Hydrocarbon (X) on ozonolysis consumes one mole of O₃ per mole of X and gives one mole each of ethanal (CH₃CHO) and propanone (CH₃COCH₃).

Since each C=C double bond consumes one mole of O₃ in ozonolysis, the consumption of one mole of O₃ indicates the presence of a single C=C double bond in the molecule.

Ozonolysis cleaves this double bond into two carbonyl fragments:

$$>C=C< \xrightarrow{O_3} >C=O + O=C<$$

One fragment is ethanal (CH₃CHO), implying one side of the original double bond was CH₃-CH=, and the other fragment is propanone ((CH₃)₂CO), implying the other side was =C(CH₃)₂.

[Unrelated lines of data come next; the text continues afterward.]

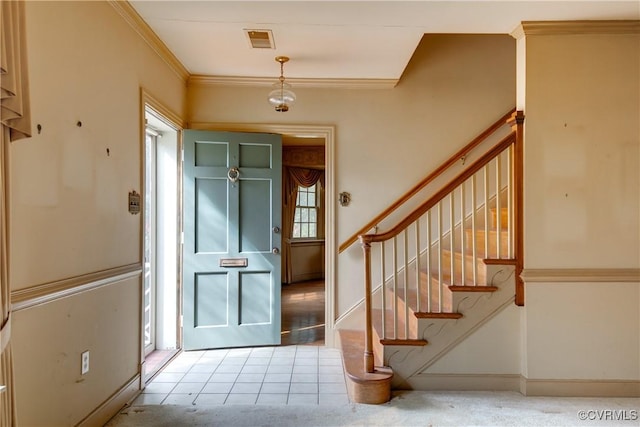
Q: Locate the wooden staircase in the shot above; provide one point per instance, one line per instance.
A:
(440, 292)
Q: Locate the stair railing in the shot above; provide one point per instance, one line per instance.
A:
(453, 160)
(419, 256)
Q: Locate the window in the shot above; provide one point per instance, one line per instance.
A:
(305, 221)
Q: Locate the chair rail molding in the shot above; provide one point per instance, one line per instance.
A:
(572, 275)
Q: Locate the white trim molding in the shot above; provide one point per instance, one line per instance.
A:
(115, 403)
(338, 83)
(48, 292)
(548, 28)
(136, 22)
(579, 388)
(572, 275)
(467, 382)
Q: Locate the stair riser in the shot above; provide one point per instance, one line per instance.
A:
(480, 243)
(504, 218)
(444, 334)
(469, 263)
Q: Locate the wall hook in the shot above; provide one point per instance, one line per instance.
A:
(345, 198)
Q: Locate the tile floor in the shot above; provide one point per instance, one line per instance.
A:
(285, 375)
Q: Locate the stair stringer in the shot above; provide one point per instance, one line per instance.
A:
(443, 335)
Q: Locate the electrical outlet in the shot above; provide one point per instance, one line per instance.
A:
(85, 362)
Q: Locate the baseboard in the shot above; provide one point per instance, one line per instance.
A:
(467, 382)
(580, 388)
(115, 403)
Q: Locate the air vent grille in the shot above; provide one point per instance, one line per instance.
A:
(260, 39)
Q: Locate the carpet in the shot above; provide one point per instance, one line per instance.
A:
(406, 408)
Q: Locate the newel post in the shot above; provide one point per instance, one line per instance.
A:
(517, 124)
(368, 333)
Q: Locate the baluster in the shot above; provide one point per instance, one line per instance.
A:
(486, 211)
(418, 284)
(394, 265)
(440, 257)
(452, 244)
(498, 206)
(473, 229)
(463, 247)
(384, 289)
(405, 279)
(429, 260)
(510, 202)
(368, 341)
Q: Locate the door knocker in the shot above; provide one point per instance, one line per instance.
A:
(234, 174)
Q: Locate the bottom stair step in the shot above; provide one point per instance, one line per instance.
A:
(364, 387)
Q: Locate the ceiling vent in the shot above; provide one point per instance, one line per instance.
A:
(260, 39)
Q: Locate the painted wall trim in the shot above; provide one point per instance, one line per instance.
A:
(580, 388)
(114, 404)
(571, 275)
(528, 387)
(168, 115)
(136, 22)
(494, 382)
(47, 292)
(204, 80)
(541, 28)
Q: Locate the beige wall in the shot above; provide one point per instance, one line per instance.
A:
(387, 140)
(582, 204)
(69, 205)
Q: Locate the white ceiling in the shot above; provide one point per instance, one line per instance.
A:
(340, 39)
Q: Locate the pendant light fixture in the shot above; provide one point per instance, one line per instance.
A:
(281, 97)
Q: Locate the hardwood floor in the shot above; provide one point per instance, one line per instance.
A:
(303, 313)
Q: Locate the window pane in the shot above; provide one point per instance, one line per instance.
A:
(302, 199)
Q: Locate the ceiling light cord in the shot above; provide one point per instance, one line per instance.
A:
(281, 97)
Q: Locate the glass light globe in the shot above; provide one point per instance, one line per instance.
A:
(281, 97)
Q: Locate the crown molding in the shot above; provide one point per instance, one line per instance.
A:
(136, 22)
(543, 28)
(203, 80)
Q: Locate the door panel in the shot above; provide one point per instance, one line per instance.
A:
(231, 272)
(211, 215)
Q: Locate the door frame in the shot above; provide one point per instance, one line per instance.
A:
(305, 131)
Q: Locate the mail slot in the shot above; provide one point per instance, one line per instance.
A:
(234, 262)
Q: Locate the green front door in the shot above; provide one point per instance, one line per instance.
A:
(231, 252)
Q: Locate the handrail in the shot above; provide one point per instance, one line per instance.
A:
(433, 200)
(428, 179)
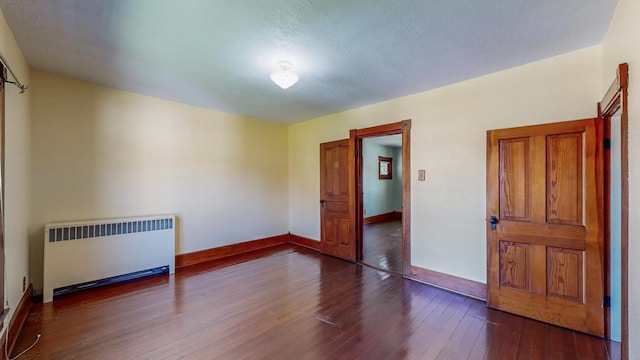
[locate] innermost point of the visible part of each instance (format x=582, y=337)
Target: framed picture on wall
x=385, y=168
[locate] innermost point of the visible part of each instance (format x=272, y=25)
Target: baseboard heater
x=85, y=254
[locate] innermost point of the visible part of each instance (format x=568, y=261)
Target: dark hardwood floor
x=289, y=302
x=382, y=245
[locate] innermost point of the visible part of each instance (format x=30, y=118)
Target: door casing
x=404, y=128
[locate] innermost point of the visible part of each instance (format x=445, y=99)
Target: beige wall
x=17, y=171
x=102, y=153
x=448, y=140
x=622, y=44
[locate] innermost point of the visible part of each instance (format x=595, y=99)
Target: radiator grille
x=65, y=233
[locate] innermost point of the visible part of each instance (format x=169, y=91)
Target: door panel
x=545, y=257
x=337, y=196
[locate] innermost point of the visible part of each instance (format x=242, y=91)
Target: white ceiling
x=218, y=53
x=387, y=140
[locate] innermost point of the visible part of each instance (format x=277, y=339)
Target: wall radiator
x=81, y=255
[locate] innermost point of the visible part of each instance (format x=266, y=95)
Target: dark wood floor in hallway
x=288, y=302
x=382, y=245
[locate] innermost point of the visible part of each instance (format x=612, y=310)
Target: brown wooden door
x=545, y=256
x=337, y=199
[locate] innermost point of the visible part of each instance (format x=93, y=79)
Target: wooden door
x=337, y=199
x=545, y=255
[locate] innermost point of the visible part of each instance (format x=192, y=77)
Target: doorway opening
x=382, y=202
x=383, y=205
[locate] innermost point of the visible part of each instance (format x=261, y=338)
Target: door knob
x=493, y=221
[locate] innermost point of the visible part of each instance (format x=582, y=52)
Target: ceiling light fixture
x=285, y=78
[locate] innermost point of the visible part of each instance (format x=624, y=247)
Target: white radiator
x=85, y=254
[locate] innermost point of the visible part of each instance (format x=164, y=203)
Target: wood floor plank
x=289, y=302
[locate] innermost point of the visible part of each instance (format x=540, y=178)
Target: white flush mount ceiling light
x=285, y=78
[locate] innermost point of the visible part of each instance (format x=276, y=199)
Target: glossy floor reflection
x=289, y=302
x=382, y=245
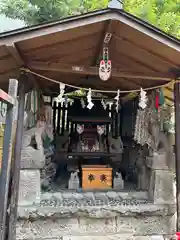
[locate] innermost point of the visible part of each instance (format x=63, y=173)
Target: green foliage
x=164, y=14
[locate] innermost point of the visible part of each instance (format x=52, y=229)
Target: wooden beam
x=5, y=97
x=177, y=150
x=94, y=71
x=6, y=160
x=16, y=54
x=16, y=166
x=54, y=27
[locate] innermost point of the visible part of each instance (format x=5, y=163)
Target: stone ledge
x=107, y=237
x=104, y=211
x=132, y=226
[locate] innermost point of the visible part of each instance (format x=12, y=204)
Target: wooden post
x=177, y=148
x=6, y=159
x=16, y=165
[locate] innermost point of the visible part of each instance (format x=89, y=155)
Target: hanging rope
x=98, y=90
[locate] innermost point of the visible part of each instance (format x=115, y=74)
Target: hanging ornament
x=89, y=99
x=82, y=103
x=143, y=99
x=62, y=90
x=159, y=99
x=80, y=128
x=117, y=100
x=105, y=66
x=100, y=129
x=103, y=104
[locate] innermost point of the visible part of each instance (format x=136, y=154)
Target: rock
x=45, y=183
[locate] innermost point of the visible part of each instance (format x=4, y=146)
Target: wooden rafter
x=94, y=71
x=16, y=55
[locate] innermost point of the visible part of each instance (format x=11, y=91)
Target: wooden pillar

Rejoining these fragments across the double bond produces the structure

$$CH_3\text{-}CH=C(CH_3)_2$$

which corresponds to 2-methylbut-2-ene.

The molecular formula of this hydrocarbon is C₅H₁₀, and its molar mass is

$$M = 5 \times 12 + 10 \times 1 = 60 + 10 = 70 \text{ g mol}^{-1}$$

Therefore, the molar mass of hydrocarbon X is 70 g mol⁻¹.